Degradation of fuel quality with time in interim storage occurs due to the decay of Pu241
into Am241. While an obvious approach to track such effects is to couple the fuel cycle
code with a neutronics/decay code (ORIGEN for example), it is more efficient to derive
explicit equations from a simplified irradiation and decay model, allowing for analytical
tracking of the fuel composition. This approach was implemented in CAFCA.
All fuel cycle simulation refinements do not present the same level of importance. One
should focus on the dominant parameters, i.e., those contributing most to results
sensitivity. The important parameters are determined through a sensitivity study using a
novel U.S. thermal recycling scenario called CONFU as a reference case. The CONFU
technology is assumed to be commercially introduced 15 years from now, with an
industrial capacity allowing the construction of one 1000 MT/year spent fuel separation
plant every two years. Additionally, it is assumed that discharged CONFU batches
remain in cooling storage for 6 years, reactors have a 60-year lifetime and economic
recovery period of 20 years, and are half financed by equity with a rate of return of 15%.

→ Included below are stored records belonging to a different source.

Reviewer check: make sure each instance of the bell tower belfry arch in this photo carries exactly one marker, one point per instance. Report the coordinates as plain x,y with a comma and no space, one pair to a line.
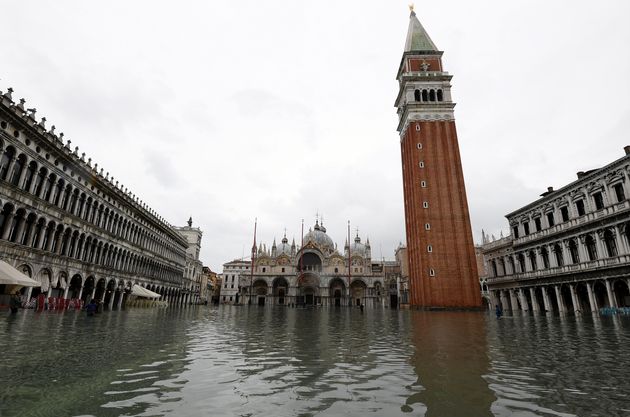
442,265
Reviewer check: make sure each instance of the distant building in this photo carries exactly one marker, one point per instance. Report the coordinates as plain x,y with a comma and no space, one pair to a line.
315,274
403,282
73,227
231,280
208,283
570,249
193,272
442,269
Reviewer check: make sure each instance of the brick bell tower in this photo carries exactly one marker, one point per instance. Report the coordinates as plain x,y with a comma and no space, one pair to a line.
442,266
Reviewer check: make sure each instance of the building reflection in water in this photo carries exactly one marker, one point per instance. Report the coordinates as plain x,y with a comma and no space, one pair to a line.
451,360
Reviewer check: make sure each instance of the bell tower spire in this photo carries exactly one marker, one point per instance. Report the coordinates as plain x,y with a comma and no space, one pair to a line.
442,264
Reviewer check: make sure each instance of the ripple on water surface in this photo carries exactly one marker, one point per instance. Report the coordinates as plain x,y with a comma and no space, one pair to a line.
263,361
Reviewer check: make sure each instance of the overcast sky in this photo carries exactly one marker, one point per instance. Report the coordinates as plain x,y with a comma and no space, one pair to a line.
230,110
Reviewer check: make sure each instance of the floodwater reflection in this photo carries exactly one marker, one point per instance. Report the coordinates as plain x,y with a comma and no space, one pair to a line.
451,361
266,361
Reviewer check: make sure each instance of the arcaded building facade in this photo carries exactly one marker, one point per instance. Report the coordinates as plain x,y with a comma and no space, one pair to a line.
316,273
570,249
73,227
442,267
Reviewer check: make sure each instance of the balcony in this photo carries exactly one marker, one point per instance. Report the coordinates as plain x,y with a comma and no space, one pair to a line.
574,223
598,264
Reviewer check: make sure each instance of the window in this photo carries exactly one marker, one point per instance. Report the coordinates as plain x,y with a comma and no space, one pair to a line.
550,219
599,201
579,206
619,193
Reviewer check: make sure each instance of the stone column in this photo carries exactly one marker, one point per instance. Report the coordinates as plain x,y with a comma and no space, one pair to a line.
532,294
561,305
591,297
574,299
612,302
513,301
546,302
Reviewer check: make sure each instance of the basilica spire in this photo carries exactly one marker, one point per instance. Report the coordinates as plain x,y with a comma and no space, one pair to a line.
417,38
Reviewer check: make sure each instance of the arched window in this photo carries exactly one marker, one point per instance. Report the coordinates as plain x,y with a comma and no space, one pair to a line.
521,262
575,255
544,254
41,183
532,259
58,191
611,244
31,170
5,161
18,166
591,248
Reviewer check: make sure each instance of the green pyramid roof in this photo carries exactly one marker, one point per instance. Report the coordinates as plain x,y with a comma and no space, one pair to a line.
417,38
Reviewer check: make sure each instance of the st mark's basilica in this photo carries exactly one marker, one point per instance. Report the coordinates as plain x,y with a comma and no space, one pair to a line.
316,273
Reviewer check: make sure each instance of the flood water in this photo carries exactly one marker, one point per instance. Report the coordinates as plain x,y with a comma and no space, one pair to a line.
265,361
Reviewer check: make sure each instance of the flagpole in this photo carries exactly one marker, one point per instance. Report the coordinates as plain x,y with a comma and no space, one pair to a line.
251,276
349,267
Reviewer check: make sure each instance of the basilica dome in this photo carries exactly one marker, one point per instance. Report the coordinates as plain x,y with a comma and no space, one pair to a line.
359,249
284,247
319,237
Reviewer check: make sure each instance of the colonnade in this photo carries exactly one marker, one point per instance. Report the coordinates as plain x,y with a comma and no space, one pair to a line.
581,296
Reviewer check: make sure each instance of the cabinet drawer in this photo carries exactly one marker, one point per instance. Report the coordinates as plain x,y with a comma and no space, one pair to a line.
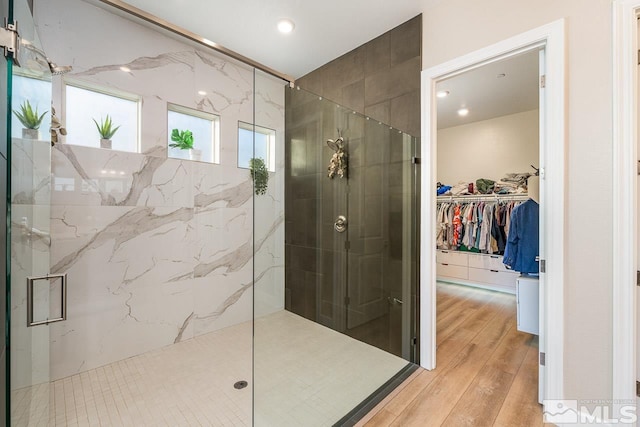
488,262
503,278
453,271
452,258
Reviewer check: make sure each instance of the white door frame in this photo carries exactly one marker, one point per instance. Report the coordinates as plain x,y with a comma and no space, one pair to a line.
625,172
552,186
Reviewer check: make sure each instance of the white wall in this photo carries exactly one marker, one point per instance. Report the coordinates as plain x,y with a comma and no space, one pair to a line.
160,250
455,27
488,148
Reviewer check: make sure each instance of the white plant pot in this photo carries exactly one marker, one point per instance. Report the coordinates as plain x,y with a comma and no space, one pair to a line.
30,133
105,143
195,154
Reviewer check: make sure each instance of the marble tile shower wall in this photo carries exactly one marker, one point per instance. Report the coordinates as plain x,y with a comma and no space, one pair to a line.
157,250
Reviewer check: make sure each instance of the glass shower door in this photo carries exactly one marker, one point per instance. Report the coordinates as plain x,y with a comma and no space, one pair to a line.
380,239
35,297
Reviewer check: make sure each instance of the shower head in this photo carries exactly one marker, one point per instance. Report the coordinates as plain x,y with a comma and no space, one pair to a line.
58,70
55,69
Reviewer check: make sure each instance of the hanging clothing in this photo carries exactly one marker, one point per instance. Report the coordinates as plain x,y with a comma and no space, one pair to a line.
523,242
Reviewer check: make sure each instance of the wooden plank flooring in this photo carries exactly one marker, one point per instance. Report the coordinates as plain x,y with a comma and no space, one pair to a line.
487,371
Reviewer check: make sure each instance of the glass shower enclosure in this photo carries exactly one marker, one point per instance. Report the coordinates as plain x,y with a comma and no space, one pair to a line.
150,289
351,236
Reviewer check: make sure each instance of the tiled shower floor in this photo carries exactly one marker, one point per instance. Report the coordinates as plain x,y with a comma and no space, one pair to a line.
305,374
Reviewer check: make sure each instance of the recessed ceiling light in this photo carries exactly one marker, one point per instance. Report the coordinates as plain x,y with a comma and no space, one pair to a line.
285,26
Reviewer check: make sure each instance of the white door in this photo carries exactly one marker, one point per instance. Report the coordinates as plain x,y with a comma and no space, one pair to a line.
542,345
638,240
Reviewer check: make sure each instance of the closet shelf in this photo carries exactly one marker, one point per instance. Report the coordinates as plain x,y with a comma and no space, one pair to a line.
483,198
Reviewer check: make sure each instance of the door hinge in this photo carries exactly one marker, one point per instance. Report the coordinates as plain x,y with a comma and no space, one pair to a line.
10,40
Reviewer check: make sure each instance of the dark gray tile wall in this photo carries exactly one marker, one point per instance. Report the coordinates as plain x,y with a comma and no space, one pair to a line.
380,79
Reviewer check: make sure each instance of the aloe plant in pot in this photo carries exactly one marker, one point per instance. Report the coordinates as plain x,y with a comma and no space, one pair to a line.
183,139
106,131
260,175
30,119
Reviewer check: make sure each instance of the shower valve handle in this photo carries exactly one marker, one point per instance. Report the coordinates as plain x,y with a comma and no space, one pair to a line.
341,224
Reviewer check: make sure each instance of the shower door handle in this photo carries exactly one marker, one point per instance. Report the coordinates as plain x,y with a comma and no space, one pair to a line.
30,296
341,224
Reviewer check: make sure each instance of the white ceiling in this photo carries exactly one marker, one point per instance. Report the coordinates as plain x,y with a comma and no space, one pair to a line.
488,96
324,30
328,29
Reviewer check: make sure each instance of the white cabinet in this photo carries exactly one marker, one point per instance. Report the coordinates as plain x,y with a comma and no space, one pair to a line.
480,270
527,298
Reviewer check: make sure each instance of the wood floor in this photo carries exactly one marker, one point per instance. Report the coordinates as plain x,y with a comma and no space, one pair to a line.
487,371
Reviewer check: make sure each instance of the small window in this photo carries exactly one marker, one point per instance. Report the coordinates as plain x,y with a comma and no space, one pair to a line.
204,128
265,145
38,93
83,105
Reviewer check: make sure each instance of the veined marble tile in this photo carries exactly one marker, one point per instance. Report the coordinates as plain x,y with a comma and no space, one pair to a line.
157,250
90,176
222,300
30,172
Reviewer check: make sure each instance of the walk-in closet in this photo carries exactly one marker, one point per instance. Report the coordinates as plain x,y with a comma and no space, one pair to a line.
487,226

It is found that the cost of electricity is most sensitive to the reactors lifetime, since
taking it back to a nominal value of 40 years would result in a 44% increase in the cost of
electricity. Next in importance is the financing structure of the fleet. The addition of three
points to the rate of return on equity would increase the cost of electricity by 14%. While
scale effects are locally very beneficial in that they substantially reduce recycling plants
operation costs, they prove to be of limited interest from an overall fuel cycle point of
view. Using the scale effect model in CAFCA-II, doubling the separation plants capacity
yields a 3% reduction of the cost of electricity. The fuel cycle presents good robustness
with respect to fuel decay time degradation. Increasing CONFU batches cooling time to
18 years causes a 2% increase in the cost of electricity.